Is the Vinyl Revival well and growing?


I never gave up on vinyl. October 1988, I bought my LP12. We were being told CDs were perfect sound forever. People were dumping their vinyl. Thankfully, I cleaned the best that I could find. Now, TTs at all price points are coming on the market. Is the the vinyl revival real and where will we end up?

nkonor

Showing 5 responses by bdp24

Good post Bill (whart). Having begrudgingly lived through the dark days of the 1990’s, when the availability of new music on LP was effectively nill, for me the greatest benefit of the LP revival is the resurgence in new music and recordings being released on LP. The second is that there are a lot of albums that were offered only on CD at the time of their initial release, some of them only recently finally becoming available on LP. Who’d a thought we would live to see that?!

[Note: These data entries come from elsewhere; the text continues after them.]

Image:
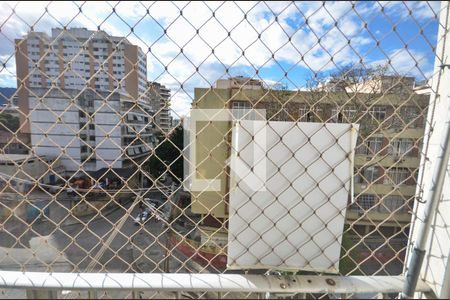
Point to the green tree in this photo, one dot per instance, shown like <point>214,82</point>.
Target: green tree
<point>168,157</point>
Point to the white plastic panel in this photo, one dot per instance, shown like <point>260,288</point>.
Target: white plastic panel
<point>296,220</point>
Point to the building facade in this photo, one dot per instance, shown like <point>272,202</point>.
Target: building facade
<point>159,98</point>
<point>386,162</point>
<point>77,58</point>
<point>86,132</point>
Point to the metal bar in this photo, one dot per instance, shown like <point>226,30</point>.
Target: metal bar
<point>41,294</point>
<point>436,182</point>
<point>206,282</point>
<point>92,294</point>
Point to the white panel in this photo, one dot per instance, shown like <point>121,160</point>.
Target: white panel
<point>297,221</point>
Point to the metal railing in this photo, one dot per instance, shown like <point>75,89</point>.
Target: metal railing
<point>220,150</point>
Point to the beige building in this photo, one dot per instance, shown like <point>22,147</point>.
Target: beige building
<point>159,97</point>
<point>77,58</point>
<point>21,172</point>
<point>387,154</point>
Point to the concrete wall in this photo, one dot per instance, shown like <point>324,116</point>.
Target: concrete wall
<point>436,266</point>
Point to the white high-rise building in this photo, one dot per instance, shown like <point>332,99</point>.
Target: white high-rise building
<point>77,58</point>
<point>97,84</point>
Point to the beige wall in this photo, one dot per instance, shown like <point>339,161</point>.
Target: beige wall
<point>212,151</point>
<point>210,158</point>
<point>131,78</point>
<point>22,83</point>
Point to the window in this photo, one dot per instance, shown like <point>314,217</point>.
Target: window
<point>392,203</point>
<point>400,147</point>
<point>378,112</point>
<point>371,147</point>
<point>345,115</point>
<point>409,115</point>
<point>240,108</point>
<point>397,176</point>
<point>366,202</point>
<point>306,114</point>
<point>370,174</point>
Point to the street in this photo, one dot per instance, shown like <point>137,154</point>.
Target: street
<point>66,243</point>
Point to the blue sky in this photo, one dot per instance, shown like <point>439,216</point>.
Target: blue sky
<point>285,41</point>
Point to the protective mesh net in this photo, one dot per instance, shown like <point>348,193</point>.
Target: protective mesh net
<point>94,173</point>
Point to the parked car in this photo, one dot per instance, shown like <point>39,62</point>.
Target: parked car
<point>142,217</point>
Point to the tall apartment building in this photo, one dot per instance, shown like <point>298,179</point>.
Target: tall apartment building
<point>77,58</point>
<point>91,134</point>
<point>96,83</point>
<point>159,97</point>
<point>391,122</point>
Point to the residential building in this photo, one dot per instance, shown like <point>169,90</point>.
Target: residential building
<point>82,97</point>
<point>11,143</point>
<point>22,172</point>
<point>86,132</point>
<point>387,156</point>
<point>77,58</point>
<point>159,97</point>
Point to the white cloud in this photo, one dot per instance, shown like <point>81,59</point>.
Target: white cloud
<point>260,29</point>
<point>409,62</point>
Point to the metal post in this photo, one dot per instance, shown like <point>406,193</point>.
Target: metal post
<point>418,254</point>
<point>42,294</point>
<point>440,166</point>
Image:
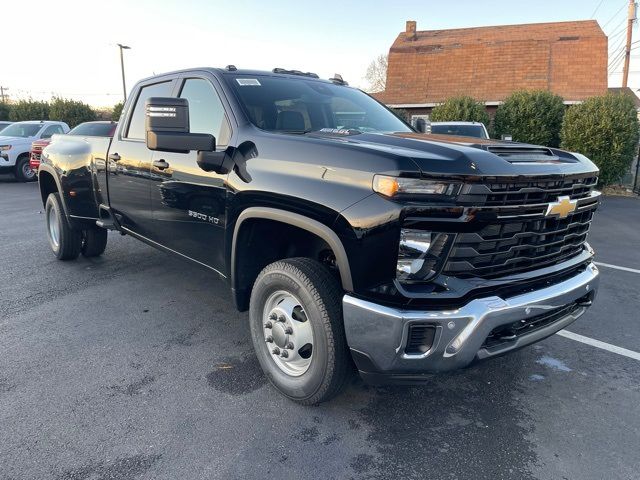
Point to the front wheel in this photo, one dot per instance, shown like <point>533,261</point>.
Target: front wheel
<point>65,241</point>
<point>297,330</point>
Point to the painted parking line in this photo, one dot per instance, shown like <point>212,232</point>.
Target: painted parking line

If Terry had ever heard an LP and CD of the same recording played back-to-back on quality players (as have I and others, possessing both LP and CD copies of a fair number of favorite albums), he would be in a better position to have an informed opinion on the subject of their relative strengths and weaknesses.

Thanks ff, I’ll check them out too. I had all my regular places in L.A. to find LP’s: Record Surplus, Atomic (only a couple of blocks from my house in Burbank. They have a VPI HW-16 RCM), Amoeba, a bunch of others (as well as thrift stores, etc.). I haven’t explored Portland much yet, but I already know it’s an LP kinda town. Every time I go into Music Millennium, more of it’s floor is devoted to LP’s, less to CD’s. I still buy CD’s, but they can be had on Amazon for real cheap. I prefer, if possible, to buy LP’s in a storefront.
Thanks sejodiren. Yeah, I'm just over the river in Vancouver, but there's no serious record stores over here. I learned of Crossroads just recently, but haven't made it there yet. Soon! Millennium's pretty good as far as stock, but not as far as prices. Full list price on new, over-priced on used. $60 for an LP copy of Something Else By The Kinks?!
Seeing a common LP (one that I own) priced at $60 in who knows what condition, lead me to conclude my LP collection (somewhere around 3500-4000 titles) is worth a fair chunk-o-change. My CD's (around 3500), not so much. In preparation for my major move a couple years back, I went through my Classical CD's, pulling out 1,000 titles I decided I could live without. Amoeba Music didn't want them, at any price. I then took them to Atomic Records in Burbank (a great little two-brother-owned record shop), who gave me a buck apiece for them. And they were good titles!
The good news is there are a lot of used LP's out there. The bad news is many of them are damaged beyond repair. I was in Music Millennium last week, and the sounds of a familiar late-60's/early-70's album (try as I might, I just can't recall which one) came over the store's system. I went up to the counter and saw that it was an LP being played, a used one priced at $60. I didn't ask to look at the LP to evaluate it's condition, but it was being played on a not-so-hot turntable, possibly to it's detriment.